There is a paradox in this model:
To predict that in the next instant, a cat will move its paw toward a ball of string, you need to feed high level information about the shape of a cat and the properties of a cat. If you are going to learn at the lowest level, V1, what low level features to expect next when seeing part of the visual field that has a cat in it, it would help to already know what a cat was. But on the other hand, how can we develop the abstract generalization of “cat” when we don’t yet know anything about fur, paws, teeth, etc?
As they put it:
How can high-level abstract representations develop prior to the lower-level representations that they build upon?
In other words, this is a case where “it takes the whole network to raise a model”—the entire predictive learning problem must be solved with a complete, interacting network, and cannot be solved piece-wise.
The next two diagrams are from their paper. The first shows various levels divided into superficial (blue) and deep (pink). If you look at ‘V1’ for example, you see that its superficial layer feeds into the superficial layer of V2. The main thing to notice is that deep layers don’t receive input from superficial layers of levels that are lower than the level they are part of. Also the superficial layer of TEO, a level at the top of the hierarchy, sends feedback to a level near the bottom – the deep layers of level V2, and V2’s superficial layers sends a signal directly to a level at the top (MT). TEO’s deep layer sends a feedback signal to V2’s superficial layer as well. The original caption for this figure states: “Special patterns of connectivity from TEO to V3 and V2, involving crossed super-to-deep and deep-to-super pathways, provide top-down support for predictions based on high-level object representations (particularly important for novel test items).”
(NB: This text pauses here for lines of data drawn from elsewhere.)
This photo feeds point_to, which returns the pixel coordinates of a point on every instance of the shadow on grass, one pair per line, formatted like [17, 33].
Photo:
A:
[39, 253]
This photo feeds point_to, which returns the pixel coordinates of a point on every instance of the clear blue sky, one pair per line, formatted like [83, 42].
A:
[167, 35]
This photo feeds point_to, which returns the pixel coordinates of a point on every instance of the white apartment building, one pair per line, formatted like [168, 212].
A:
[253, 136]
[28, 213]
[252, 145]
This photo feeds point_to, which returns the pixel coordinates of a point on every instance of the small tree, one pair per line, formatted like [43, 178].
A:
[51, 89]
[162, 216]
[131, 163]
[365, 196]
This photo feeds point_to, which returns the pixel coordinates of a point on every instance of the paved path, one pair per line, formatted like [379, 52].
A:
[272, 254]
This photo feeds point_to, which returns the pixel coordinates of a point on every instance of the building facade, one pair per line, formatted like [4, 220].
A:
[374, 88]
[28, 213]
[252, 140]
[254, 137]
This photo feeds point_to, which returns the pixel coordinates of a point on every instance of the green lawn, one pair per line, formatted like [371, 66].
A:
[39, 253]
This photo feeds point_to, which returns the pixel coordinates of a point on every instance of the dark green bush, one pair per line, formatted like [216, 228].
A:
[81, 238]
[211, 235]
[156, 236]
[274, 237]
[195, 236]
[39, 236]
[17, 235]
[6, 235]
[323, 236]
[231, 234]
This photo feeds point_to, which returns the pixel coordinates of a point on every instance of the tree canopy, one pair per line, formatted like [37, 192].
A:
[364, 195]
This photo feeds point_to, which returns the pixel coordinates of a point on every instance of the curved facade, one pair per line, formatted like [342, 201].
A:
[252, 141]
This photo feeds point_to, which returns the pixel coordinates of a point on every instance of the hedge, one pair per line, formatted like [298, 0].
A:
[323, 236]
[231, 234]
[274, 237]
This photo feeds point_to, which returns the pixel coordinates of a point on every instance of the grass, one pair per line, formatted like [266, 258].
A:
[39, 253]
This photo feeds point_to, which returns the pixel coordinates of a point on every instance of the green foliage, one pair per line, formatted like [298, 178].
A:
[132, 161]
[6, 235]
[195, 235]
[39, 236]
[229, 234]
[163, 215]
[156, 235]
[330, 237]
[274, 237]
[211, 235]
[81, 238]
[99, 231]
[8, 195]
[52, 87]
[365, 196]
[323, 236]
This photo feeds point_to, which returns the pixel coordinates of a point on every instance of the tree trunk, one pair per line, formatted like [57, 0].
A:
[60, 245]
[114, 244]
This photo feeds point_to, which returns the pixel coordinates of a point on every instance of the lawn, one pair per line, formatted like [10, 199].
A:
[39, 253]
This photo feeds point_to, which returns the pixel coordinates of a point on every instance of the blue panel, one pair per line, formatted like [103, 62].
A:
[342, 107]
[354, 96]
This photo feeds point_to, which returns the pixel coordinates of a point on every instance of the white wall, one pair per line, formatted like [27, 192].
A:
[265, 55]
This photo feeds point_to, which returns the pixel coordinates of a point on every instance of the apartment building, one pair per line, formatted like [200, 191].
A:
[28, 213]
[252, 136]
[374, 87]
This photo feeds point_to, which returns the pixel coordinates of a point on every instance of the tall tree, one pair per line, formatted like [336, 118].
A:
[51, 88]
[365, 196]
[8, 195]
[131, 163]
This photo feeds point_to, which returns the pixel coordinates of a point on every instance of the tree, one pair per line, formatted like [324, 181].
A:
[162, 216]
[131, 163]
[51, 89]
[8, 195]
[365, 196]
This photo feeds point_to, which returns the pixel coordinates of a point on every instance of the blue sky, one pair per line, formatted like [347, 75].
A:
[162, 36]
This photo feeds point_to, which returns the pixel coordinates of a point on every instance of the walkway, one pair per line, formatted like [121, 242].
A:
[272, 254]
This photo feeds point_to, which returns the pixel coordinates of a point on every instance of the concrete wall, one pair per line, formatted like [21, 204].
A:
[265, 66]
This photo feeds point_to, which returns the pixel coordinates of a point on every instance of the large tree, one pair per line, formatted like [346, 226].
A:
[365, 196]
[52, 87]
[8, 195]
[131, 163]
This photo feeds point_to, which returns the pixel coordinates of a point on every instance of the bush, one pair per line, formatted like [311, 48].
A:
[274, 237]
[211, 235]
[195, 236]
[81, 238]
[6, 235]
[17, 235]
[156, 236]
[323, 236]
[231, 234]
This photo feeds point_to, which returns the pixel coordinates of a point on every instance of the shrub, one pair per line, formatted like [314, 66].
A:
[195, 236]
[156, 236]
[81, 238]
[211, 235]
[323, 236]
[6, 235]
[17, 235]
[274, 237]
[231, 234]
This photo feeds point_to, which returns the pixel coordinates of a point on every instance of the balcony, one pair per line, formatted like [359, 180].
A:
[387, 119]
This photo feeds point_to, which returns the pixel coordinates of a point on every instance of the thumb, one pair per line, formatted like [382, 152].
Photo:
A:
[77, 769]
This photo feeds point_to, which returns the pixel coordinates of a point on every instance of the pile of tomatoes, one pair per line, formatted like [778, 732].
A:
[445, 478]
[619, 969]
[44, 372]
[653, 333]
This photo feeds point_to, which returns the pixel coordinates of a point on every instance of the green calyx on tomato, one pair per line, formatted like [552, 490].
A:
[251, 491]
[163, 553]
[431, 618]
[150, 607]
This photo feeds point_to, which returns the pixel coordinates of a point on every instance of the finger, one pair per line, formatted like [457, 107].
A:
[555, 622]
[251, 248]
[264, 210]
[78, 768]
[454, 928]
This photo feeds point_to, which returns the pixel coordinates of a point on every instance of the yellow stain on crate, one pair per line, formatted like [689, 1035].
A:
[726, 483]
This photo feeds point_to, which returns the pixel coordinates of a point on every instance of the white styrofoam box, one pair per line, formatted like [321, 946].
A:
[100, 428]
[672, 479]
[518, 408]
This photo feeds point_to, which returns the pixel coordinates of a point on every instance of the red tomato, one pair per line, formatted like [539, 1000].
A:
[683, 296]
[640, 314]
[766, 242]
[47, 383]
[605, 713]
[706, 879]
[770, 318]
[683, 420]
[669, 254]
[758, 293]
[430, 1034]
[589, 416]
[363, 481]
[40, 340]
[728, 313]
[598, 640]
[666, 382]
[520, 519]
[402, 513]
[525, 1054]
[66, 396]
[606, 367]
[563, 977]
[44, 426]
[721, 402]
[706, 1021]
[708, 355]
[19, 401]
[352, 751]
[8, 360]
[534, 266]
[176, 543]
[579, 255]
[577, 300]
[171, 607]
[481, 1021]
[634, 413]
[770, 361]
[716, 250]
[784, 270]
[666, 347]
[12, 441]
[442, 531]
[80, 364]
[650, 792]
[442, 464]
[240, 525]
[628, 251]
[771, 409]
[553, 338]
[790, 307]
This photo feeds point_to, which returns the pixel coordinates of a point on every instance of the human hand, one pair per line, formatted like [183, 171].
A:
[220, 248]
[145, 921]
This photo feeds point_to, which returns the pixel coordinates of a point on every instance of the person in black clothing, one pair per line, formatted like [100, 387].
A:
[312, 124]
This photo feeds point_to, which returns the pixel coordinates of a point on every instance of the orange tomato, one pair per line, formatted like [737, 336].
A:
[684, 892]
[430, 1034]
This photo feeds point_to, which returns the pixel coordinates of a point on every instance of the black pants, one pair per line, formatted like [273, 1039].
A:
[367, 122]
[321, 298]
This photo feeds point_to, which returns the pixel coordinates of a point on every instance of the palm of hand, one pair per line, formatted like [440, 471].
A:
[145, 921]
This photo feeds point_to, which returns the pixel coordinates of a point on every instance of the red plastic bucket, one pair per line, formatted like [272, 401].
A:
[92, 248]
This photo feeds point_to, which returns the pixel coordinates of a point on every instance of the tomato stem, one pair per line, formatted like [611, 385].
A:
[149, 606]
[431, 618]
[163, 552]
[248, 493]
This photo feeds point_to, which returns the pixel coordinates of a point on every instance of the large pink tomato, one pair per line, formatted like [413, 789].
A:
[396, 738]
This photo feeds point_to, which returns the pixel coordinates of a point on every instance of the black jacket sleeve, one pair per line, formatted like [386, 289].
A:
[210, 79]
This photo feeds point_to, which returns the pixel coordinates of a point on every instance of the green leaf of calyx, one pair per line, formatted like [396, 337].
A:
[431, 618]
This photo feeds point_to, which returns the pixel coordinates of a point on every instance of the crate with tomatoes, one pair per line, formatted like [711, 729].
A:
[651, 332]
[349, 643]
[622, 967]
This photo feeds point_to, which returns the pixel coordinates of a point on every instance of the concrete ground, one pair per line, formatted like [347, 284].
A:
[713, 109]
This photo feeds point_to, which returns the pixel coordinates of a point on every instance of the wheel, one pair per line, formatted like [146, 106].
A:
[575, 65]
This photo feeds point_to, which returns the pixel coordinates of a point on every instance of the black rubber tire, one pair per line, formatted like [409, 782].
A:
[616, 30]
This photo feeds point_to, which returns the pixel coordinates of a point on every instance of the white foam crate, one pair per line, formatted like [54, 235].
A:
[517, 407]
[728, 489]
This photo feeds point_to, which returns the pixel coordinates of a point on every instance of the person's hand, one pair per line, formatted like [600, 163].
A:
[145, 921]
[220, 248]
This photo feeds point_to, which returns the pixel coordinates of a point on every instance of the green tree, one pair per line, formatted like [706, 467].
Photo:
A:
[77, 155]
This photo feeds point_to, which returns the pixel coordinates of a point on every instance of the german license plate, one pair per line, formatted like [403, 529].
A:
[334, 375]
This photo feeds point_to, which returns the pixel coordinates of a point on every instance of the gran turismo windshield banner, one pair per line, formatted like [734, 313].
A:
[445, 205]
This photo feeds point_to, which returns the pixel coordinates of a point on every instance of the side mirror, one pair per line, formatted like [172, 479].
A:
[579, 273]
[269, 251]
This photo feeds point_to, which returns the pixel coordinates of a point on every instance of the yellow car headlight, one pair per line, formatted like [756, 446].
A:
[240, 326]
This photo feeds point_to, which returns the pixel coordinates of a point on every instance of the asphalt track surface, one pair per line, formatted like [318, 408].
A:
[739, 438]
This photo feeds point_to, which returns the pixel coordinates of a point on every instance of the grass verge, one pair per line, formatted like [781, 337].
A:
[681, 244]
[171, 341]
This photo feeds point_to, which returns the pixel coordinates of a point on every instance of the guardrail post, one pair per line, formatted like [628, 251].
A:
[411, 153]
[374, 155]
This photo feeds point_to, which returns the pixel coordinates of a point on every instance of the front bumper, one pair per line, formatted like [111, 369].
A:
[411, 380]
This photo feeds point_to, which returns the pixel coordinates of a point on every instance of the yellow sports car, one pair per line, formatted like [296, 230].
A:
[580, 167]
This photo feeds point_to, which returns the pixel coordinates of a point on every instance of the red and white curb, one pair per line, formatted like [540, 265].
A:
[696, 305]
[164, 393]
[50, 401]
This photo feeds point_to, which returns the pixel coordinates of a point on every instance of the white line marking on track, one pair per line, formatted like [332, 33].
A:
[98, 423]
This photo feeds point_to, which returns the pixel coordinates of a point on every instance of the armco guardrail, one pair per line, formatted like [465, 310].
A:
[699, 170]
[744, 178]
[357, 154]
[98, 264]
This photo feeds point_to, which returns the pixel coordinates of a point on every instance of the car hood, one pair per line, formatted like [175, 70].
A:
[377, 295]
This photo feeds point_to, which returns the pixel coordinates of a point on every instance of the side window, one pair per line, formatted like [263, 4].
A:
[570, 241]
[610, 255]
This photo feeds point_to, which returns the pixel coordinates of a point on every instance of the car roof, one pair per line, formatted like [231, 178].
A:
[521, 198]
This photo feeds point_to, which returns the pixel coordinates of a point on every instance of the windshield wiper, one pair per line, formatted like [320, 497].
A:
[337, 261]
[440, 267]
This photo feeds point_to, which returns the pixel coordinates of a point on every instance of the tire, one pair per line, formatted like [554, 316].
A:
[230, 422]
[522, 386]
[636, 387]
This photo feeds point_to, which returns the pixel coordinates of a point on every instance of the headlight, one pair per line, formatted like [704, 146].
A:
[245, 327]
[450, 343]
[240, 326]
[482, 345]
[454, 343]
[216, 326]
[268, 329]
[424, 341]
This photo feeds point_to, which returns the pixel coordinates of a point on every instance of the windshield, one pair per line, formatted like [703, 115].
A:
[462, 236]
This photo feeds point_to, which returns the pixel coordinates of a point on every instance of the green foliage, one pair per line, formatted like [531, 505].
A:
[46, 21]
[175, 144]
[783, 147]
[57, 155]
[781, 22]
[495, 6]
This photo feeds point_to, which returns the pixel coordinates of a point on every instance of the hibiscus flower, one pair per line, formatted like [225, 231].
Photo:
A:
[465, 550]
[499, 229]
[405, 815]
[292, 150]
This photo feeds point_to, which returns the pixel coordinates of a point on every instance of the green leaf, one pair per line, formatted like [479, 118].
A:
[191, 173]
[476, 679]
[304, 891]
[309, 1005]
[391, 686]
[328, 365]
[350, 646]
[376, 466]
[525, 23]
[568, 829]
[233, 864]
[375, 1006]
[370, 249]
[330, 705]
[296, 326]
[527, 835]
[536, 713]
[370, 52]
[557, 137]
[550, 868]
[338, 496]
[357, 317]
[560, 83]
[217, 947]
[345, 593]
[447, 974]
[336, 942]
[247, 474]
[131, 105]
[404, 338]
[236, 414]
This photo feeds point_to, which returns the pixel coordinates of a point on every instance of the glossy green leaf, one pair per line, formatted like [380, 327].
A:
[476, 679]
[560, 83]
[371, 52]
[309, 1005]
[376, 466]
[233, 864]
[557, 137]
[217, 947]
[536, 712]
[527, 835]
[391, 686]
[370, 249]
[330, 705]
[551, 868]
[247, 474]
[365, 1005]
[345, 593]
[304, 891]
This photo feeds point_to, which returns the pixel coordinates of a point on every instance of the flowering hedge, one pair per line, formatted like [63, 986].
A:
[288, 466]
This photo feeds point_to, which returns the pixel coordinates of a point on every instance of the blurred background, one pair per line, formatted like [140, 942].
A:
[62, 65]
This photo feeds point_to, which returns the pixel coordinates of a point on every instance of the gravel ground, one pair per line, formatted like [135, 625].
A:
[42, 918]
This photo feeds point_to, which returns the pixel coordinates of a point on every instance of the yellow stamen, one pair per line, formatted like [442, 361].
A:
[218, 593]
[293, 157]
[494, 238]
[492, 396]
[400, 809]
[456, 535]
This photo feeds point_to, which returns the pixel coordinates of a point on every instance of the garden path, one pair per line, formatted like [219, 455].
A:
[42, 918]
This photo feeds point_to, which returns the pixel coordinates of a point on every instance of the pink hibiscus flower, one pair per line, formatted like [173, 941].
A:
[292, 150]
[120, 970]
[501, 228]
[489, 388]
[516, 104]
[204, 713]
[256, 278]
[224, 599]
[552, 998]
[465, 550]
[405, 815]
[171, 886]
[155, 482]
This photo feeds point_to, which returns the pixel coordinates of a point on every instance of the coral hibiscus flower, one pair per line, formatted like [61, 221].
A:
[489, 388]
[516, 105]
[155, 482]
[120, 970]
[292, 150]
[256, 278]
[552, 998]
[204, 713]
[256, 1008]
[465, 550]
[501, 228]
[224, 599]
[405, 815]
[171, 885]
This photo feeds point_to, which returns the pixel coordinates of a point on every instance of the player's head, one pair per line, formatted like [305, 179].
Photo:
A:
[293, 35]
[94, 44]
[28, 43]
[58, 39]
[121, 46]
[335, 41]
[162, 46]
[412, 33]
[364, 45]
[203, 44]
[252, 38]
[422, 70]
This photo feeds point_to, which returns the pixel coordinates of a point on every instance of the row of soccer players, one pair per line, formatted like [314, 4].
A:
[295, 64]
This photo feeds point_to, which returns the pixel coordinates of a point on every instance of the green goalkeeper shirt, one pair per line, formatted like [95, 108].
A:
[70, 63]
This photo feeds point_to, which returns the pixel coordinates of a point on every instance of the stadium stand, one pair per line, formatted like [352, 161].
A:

The second diagram shows only the deep section of each level (purple) next to a corresponding section of the pulvinar that it sends projections to. As you can see, the pulvinar that receives V1 information sends out error information via projections to many other areas. The original caption for the figure states: “Most areas send deep-layer prediction inputs into the main V1p prediction layer, and receive reciprocal error signals therefrom. The strongest constraint we found was that pulvinar outputs (colored green) must generally project only to higher areas, not to lower areas, with the exceptions of MTp –> V3 and LIPp –> V2”
The exciting aspect of this model is that without a teacher, it learns to recognize objects, irrespective of movement.
The authors are now looking at modeling 3D objects and also plan to combine auditory information with the visual model they have constructed so far.
Deep Predictive Learning: A Comprehensive Model of Three Visual Streams
Randall C. O’Reilly, Dean R. Wyatte, and John Rohrlich Department of Psychology and Neuroscience University of Colorado Boulder, 345 UCB, Boulder, CO 80309
CCNBook — https://grey.colorado.edu/CompCogNeuro/index.php/CCNBook/Main
e-cortex is a company that Randall O’Reilly works at – eCortex research has been commissioned by some of the biggest government and commercial entities with interest in applied brain-based artificial intelligence
to be more accurate, the deep layer represents 100 milliseconds of information, not just 75, because its processing overlaps with the 25 milliseconds of the ‘ground truth signal’ that is sent to the pulvinar.